I received this message via the contact us link and thought it worth sharing.



To Whom This May Concern,

I have been unemployed since the 10th December 2010.  I went to the Labour Department in January and was unable to claim as my company would not issue me with a U19 due to a legal dispute.  I did however get my form stamped in January when I first went in and have since submitted a U10 stating my unemployment date was 10 December.

Finally once I had received my UIF form I put the claim through and I was given a date to return in just over a month.  I went back on the date stipulated and waited for hours in the queue only to be told I would need to return in another months time as they were SHORT STAFFED (considering the number of people that were unemployed there just on that particular day was shocking to say the least). Finally when i returned I was then paid out three days later the Sum of just over R11 000. for two months and one week. 

In the interim I had taken on a contract with price waterhouse coopers for the elections which was for the duration of two weeks.  When I went back the following month my UIF benefits had been stopped. Instead of trying to assist me they told me I had to re-apply. After MANY visits to the labour dept and seeing many people I was directed to a supervisor who helped me resolve this as well as tell me that they had worked out my credits incorrectly. (I was not surprised as it had been a complete shambles from day one)

I then received a letter for UIF stating they were claiming back R5300 from me for my two weeks that I worked, now do the maths of this, two and a half months i get paid R11 000 and for two weeks of work they take back R5300 - IT DOES NOT ADD UP AT ALL.

Further more after trying to resolve the mess the department had made they tell me to return on the 8th of August - another TWO HOURS in the queue only to find that my claim has not been resolved yet!!!!!!!!!!!!!!!!!!!!! I am beyond furious at the service received. I am a single mother with two children and need this money to survive and am seriously contemplating taking this story to the press.

Can someone resolve this issue and get back to me immediately.
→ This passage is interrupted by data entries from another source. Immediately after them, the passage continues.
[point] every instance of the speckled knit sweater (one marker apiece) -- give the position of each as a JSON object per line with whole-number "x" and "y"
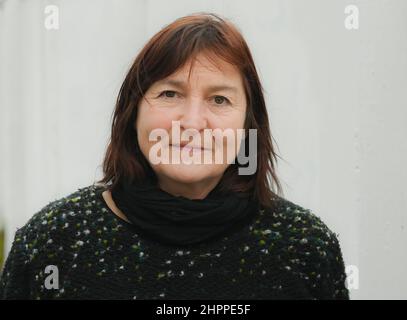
{"x": 286, "y": 252}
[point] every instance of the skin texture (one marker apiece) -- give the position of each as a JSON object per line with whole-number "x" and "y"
{"x": 198, "y": 107}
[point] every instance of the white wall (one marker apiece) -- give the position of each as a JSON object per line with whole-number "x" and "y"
{"x": 336, "y": 99}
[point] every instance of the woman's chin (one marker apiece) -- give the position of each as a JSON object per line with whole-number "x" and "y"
{"x": 189, "y": 173}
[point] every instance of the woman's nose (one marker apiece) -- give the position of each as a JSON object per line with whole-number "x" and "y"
{"x": 194, "y": 115}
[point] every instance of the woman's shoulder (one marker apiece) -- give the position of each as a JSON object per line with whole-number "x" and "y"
{"x": 296, "y": 223}
{"x": 62, "y": 223}
{"x": 306, "y": 246}
{"x": 60, "y": 212}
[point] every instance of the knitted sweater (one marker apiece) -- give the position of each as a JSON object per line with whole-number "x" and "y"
{"x": 286, "y": 252}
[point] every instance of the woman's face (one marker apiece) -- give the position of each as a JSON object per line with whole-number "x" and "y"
{"x": 212, "y": 98}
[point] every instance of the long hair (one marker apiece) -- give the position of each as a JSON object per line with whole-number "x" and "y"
{"x": 166, "y": 52}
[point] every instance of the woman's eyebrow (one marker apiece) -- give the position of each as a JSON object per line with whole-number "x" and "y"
{"x": 211, "y": 88}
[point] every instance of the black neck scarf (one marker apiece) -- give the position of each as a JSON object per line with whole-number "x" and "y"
{"x": 176, "y": 220}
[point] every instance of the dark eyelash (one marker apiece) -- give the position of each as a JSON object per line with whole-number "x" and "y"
{"x": 163, "y": 92}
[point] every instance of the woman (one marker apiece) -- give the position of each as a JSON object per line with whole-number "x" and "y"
{"x": 155, "y": 228}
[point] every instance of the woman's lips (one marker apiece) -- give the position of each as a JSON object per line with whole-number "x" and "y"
{"x": 189, "y": 147}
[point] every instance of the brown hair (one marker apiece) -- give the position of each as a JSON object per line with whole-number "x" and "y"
{"x": 164, "y": 54}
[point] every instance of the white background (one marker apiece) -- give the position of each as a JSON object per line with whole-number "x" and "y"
{"x": 336, "y": 99}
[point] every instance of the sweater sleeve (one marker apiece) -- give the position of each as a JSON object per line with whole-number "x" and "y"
{"x": 327, "y": 254}
{"x": 336, "y": 279}
{"x": 13, "y": 279}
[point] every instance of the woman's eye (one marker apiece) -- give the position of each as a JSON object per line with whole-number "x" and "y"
{"x": 220, "y": 99}
{"x": 168, "y": 94}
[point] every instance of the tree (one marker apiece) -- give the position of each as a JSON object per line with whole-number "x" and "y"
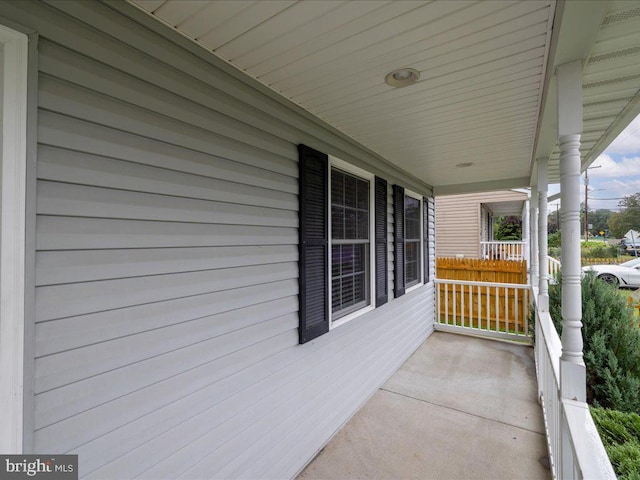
{"x": 628, "y": 218}
{"x": 508, "y": 228}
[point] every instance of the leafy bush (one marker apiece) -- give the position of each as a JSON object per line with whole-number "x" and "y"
{"x": 620, "y": 433}
{"x": 554, "y": 239}
{"x": 555, "y": 252}
{"x": 611, "y": 344}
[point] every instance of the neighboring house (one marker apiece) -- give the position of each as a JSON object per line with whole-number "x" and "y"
{"x": 464, "y": 221}
{"x": 215, "y": 251}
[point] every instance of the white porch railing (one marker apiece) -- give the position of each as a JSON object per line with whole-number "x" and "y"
{"x": 503, "y": 250}
{"x": 575, "y": 447}
{"x": 498, "y": 310}
{"x": 554, "y": 267}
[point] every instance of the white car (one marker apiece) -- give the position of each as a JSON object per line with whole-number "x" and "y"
{"x": 626, "y": 274}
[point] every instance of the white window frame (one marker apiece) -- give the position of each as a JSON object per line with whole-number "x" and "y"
{"x": 420, "y": 283}
{"x": 13, "y": 162}
{"x": 363, "y": 174}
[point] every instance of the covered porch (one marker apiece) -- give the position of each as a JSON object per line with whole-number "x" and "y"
{"x": 459, "y": 407}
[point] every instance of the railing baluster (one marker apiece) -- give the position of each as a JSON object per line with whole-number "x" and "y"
{"x": 497, "y": 293}
{"x": 471, "y": 306}
{"x": 516, "y": 308}
{"x": 455, "y": 305}
{"x": 462, "y": 305}
{"x": 488, "y": 308}
{"x": 506, "y": 309}
{"x": 479, "y": 307}
{"x": 446, "y": 302}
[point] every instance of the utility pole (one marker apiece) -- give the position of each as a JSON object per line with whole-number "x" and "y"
{"x": 586, "y": 205}
{"x": 586, "y": 201}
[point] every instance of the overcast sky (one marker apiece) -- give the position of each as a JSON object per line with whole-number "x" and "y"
{"x": 619, "y": 172}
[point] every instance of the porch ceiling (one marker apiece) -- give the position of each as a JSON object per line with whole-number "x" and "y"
{"x": 499, "y": 209}
{"x": 482, "y": 95}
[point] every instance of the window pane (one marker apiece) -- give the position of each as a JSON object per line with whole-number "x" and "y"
{"x": 350, "y": 223}
{"x": 349, "y": 276}
{"x": 363, "y": 225}
{"x": 350, "y": 192}
{"x": 349, "y": 261}
{"x": 337, "y": 187}
{"x": 337, "y": 222}
{"x": 363, "y": 195}
{"x": 412, "y": 259}
{"x": 412, "y": 218}
{"x": 336, "y": 298}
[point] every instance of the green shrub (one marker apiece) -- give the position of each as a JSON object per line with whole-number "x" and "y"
{"x": 598, "y": 250}
{"x": 554, "y": 239}
{"x": 611, "y": 344}
{"x": 620, "y": 433}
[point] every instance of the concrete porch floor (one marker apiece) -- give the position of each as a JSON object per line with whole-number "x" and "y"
{"x": 459, "y": 408}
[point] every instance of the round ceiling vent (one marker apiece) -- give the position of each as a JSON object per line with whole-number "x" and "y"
{"x": 403, "y": 77}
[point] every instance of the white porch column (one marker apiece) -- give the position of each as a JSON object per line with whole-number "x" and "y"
{"x": 525, "y": 233}
{"x": 533, "y": 235}
{"x": 572, "y": 368}
{"x": 543, "y": 264}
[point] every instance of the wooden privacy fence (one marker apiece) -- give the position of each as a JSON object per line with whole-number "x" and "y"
{"x": 478, "y": 270}
{"x": 603, "y": 261}
{"x": 488, "y": 296}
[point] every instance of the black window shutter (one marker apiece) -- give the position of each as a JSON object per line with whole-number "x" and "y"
{"x": 425, "y": 237}
{"x": 398, "y": 240}
{"x": 381, "y": 241}
{"x": 313, "y": 243}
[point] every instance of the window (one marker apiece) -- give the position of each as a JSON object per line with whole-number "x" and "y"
{"x": 410, "y": 240}
{"x": 350, "y": 250}
{"x": 412, "y": 249}
{"x": 341, "y": 209}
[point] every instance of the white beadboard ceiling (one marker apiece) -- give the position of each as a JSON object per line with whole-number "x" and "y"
{"x": 483, "y": 66}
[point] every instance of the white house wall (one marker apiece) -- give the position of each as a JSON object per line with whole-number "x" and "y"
{"x": 166, "y": 264}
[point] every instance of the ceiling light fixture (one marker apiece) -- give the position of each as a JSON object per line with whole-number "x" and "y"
{"x": 402, "y": 77}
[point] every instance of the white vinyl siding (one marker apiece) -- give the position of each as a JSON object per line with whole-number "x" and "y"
{"x": 166, "y": 263}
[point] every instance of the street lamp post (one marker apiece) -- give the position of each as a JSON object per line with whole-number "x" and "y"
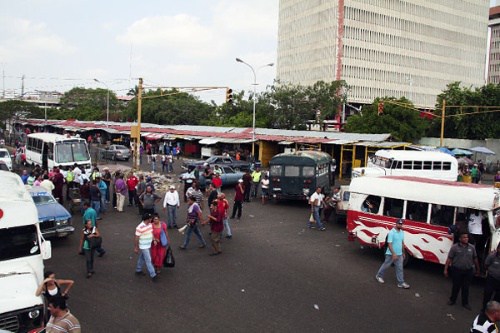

The logic tells me that I HAVE NOT BEEN WORKING FOR EIGHT MONTHS NOW (BARRING THE TWO WEEK CONTRACT) THEREFORE ALL MY BENEFITS ARE NOW DUE TO ME.

I will give this until the close of business tomorrow before I take this further.



I do have the contact details of the writer if anyone believes they can help.

----------


## AndyD

Short of finding an insider who's willing to help or starting a class action lawsuit with others in the same predicament I don't know what else she could do. I doubt even a story in the press would help.

Good luck.

----------


## mother

Shocking to say the least! I really feel for her. But I think Andy is right, the only resolve would be someone on the inside.

You'd think with Zuma's focus on unemployment, that you would find a sense of compassion for the unemployed filtering through... but NO!

----------


## Karen U

Hi to those that have shown interest in my case.  Just an interesting update, I was called by UIF today to say they have over paid me by R5000 then an additoinal amount of R11 000 - adding up to R16 000. Considering I was only ever paid R11 000 and the fact that I have been unemployed for 8 months is outrageous!!! What has this country come to. If anyone has any reliable contacts inside the department please can they let me know. Thanks  :Smile:

----------


## Dave A

This sounds absolutely ridiculous. Is Jacob Zuma's hotline service still working?

----------


## Karen U

It works but you can't get through, the response is "thank you for calling the presidents hot line, due to extremely high call volumes we are unable to attend to your call, please call again, goodbye" and you then get cut off.

----------


## Dave A

:Stick Out Tongue: 

Makes me wonder - who does one call to report inadequate service delivery on the presidential hotline?

----------